1
头图

Author: Chen

This article is from the in "1612ee5bc06468 "2021 Umeng + Mobile Application Performance Challenge" ". This article describes how the author uses + U-APM 1612ee5bc0646e tool to optimize performance.

background

As a VR real-time operation game APP, we need to monitor the angle of the mobile phone in real time according to the gravity sensing system, and render the VR image of the corresponding position. Therefore, between different Android devices, due to the use of chipsets and GPUs of different architectures, Game performance will be affected as a result. For example: the game may be rendered at 60fps on the Galaxy S20+, but its performance on the HUAWEI P50 Pro may be very different from the former. Because the new version of the mobile phone has a good configuration, and the game needs to consider the operation based on the underlying hardware.

If players experience a drop in frame rate or slow loading time, they will quickly lose interest in the game.
If the game runs out of battery power or the device overheats, we will also lose gamers on long journeys.
If unnecessary game materials are pre-rendered in advance, it will greatly increase the startup time of the game and cause players to lose patience.
If the frame rate is not compatible with the mobile phone, it will crash due to the mobile phone's self-protection mechanism during operation, resulting in a very poor gaming experience.

Based on this, we need to optimize the code to adapt to the different frame rates of different mobile phones on the market.

Challenges encountered

First, we use Streamline to obtain the configuration file of the game running on the Android device. When running the test scenario, we visualize the CPU and GPU performance counter activities to accurately understand the CPU and GPU workload of the device to locate the main problem of the frame rate drop. .

The frame rate analysis chart below shows how the application runs over time.

In the figure below, we can see the correlation between the execution engine cycle and the FPS drop. Obviously the GPU is busy with arithmetic operations, and the shaders may be too complicated.

In order to test the frame rate in different devices, use Union+U-APM test the freezing conditions on different models. It is found that the freezing occurs when rendering in the onSurfaceCreated function. The above analysis has been verified. Determine if the GPU is stuck during arithmetic operations:

Because different devices have different performance expectations, it is necessary to set their own performance budget for each device. For example, if the highest frequency of the GPU in the device is known and the target frame rate is provided, the absolute limit of the GPU cost per frame can be calculated.

$$ 每帧 GPU 成本 = GPU 最高频率 / 目标帧率 $$

There are certain constraints in the scheduling of CPU to GPU. Due to the limitation in scheduling, we cannot reach the target frame rate.
In addition, due to the serialization of the workload on the CPU-GPU interface, the rendering process is performed asynchronously.
The CPU puts the new rendering work in the queue, which is later processed by the GPU.

Data resource problem

The CPU controls the rendering process and provides the latest data in real time, such as the transformation and light position of each frame. However, GPU processing is asynchronous. This means that data resources will be referenced by queued commands and stay in the command stream for a period of time. The OpenGL ES in the program needs to be rendered to reflect the state of the resources when the draw call is made, so the resources cannot be modified until the GPU workload referencing them is completed.

debugging process

We have tried to edit and optimize the code of the referenced resource, but when we try to modify this part of the content, it will trigger the creation of a new copy of this part. This will be able to achieve our goal to a certain extent, but it will generate a lot of CPU overhead.

So we used Streamline to identify instances of high CPU load. In the libGLES_Mali.so path function inside the graphics driver, you can see the extremely high occupancy time in the view.

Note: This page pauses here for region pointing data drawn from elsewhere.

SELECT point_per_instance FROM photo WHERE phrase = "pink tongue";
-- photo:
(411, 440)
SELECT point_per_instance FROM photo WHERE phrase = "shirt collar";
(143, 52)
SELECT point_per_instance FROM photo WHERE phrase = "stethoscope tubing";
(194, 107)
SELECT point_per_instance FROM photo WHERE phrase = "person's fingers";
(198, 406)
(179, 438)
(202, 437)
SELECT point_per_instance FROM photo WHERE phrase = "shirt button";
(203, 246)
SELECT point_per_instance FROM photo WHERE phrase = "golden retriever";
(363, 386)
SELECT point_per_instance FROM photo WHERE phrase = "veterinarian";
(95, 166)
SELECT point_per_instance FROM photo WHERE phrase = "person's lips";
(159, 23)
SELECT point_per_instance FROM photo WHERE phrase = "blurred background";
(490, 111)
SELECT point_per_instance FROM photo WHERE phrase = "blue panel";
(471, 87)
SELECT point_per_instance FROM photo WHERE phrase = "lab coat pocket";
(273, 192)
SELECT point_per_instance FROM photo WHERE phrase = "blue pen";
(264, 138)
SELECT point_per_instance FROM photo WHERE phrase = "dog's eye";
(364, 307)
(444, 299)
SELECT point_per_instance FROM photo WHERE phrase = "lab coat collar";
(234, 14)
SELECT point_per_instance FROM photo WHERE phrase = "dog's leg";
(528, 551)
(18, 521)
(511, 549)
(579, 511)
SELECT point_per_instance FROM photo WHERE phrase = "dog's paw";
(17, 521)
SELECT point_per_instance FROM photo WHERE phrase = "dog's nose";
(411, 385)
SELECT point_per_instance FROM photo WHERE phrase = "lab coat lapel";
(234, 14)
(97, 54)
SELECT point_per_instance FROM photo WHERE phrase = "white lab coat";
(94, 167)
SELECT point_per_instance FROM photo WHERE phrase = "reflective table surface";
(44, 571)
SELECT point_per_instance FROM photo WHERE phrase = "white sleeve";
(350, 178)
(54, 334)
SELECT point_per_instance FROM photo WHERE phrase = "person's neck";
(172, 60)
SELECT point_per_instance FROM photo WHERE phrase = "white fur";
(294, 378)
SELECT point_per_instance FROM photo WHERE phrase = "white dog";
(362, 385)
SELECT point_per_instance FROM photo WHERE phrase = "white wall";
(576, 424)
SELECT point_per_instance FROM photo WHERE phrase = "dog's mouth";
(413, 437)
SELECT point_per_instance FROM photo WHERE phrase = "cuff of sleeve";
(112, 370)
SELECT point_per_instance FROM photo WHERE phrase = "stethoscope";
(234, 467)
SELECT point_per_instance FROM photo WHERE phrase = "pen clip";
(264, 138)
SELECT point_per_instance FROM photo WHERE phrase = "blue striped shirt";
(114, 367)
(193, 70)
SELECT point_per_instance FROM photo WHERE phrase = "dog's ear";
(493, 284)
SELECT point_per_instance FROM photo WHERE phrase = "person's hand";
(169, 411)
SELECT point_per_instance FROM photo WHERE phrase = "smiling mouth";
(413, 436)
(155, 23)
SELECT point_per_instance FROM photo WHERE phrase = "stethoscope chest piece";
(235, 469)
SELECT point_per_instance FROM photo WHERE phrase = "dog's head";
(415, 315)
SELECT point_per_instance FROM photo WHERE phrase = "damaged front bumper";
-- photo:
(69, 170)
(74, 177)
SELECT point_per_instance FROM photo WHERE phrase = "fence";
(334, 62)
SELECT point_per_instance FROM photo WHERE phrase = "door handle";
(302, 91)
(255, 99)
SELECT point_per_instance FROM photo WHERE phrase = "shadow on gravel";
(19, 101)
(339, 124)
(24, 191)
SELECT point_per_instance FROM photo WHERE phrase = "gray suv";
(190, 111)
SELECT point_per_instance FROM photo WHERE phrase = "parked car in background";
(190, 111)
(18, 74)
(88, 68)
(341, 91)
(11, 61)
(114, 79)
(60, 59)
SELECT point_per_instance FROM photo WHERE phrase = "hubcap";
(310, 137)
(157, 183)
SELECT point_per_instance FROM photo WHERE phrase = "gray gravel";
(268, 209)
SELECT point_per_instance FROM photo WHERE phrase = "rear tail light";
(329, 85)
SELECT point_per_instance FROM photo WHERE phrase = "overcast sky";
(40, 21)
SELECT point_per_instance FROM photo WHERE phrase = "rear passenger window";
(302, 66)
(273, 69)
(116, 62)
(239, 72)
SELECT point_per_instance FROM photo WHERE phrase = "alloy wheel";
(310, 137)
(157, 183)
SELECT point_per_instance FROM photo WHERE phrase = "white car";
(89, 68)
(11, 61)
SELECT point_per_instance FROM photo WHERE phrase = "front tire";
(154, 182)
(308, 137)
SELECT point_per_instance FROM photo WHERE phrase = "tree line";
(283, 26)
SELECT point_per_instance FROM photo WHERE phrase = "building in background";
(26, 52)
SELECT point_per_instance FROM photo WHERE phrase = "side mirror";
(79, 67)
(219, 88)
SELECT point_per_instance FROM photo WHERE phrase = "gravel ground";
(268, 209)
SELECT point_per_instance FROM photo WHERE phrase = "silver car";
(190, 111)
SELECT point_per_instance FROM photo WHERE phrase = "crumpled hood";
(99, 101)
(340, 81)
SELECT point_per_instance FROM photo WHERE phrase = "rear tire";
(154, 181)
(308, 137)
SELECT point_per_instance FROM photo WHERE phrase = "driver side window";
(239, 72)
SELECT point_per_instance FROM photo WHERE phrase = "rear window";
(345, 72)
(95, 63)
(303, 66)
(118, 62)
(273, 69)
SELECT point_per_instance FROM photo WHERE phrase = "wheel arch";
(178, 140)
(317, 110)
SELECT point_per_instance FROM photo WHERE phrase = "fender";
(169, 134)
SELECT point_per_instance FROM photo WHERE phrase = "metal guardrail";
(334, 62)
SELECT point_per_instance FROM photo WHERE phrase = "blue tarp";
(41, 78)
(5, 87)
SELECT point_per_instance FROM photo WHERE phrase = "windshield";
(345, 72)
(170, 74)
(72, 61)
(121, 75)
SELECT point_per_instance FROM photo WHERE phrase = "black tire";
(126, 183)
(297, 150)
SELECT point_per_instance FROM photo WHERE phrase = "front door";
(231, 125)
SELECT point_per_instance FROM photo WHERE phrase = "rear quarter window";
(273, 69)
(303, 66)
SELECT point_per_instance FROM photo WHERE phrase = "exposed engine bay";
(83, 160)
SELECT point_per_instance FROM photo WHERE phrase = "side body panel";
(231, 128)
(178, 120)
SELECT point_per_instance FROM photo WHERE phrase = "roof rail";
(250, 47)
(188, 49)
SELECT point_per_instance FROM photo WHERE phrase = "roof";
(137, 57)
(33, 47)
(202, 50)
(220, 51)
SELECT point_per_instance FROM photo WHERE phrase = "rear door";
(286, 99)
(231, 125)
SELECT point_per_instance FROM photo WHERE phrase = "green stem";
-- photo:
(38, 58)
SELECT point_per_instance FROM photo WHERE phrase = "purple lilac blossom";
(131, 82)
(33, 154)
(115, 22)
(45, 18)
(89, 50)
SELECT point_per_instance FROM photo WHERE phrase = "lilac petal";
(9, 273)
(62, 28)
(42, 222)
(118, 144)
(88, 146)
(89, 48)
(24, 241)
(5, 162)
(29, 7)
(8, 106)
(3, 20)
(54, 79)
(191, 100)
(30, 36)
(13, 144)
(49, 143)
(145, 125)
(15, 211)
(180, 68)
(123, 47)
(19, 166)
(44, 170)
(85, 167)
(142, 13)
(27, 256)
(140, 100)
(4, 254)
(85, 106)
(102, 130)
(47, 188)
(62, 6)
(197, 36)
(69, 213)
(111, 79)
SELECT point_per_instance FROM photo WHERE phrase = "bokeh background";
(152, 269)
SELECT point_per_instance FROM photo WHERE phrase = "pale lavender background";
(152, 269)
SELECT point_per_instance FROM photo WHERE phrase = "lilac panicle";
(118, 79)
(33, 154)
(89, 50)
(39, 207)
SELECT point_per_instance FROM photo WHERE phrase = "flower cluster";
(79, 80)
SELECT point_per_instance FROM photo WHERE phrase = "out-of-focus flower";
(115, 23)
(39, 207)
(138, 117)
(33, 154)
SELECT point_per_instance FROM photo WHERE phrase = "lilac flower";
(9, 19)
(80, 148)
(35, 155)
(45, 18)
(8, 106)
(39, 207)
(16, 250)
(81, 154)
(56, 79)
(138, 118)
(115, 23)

Since we want to adapt to different frame rates on different mobile phones, we need to find out whether libGLES_Mali.so has a very high occupancy time on different models of devices. Here, Umeng+U-APM is used to detect The function occupancy ratio of users on different models.

After U-APM custom exception test, the following models will cause high libGLES_Mali.so occupancy problems. Therefore, we need to solve the fluency problem based on the operation of the underlying hardware. At the same time, because there are more than one problem models, we need Starting from the memory level, consider how to call fewer memory buffers and release the memory in time.

Solution and optimization

Based on the previous analysis, we first try to optimize from the buffer zone.

Single buffer solution

• Use glMapBufferRange and GL_MAP_UNSYNCHRONIZED. Then use the sub-regions in a single buffer to construct the rotation. This avoids the need for multiple buffers, but this solution still has some problems. We still need to deal with managing sub-area dependencies. This part of the code brings us extra workload.

Multi-buffer solution

• We try to create multiple buffers in the system and use the buffers in a circular fashion. By calculating the number of suitable buffers, the code can reuse these circular buffers in subsequent frames. Since we use a large number of circular buffers, a large number of log records and database writes are very necessary. But there are several factors that can cause poor performance here:

  1. Generated additional memory usage and GC pressure
  2. The Android operating system actually writes log messages to logs instead of files, which requires additional time.
  3. If there is only one call, then the performance cost here is minimal. However, due to the use of a circular buffer, multiple calls are needed here.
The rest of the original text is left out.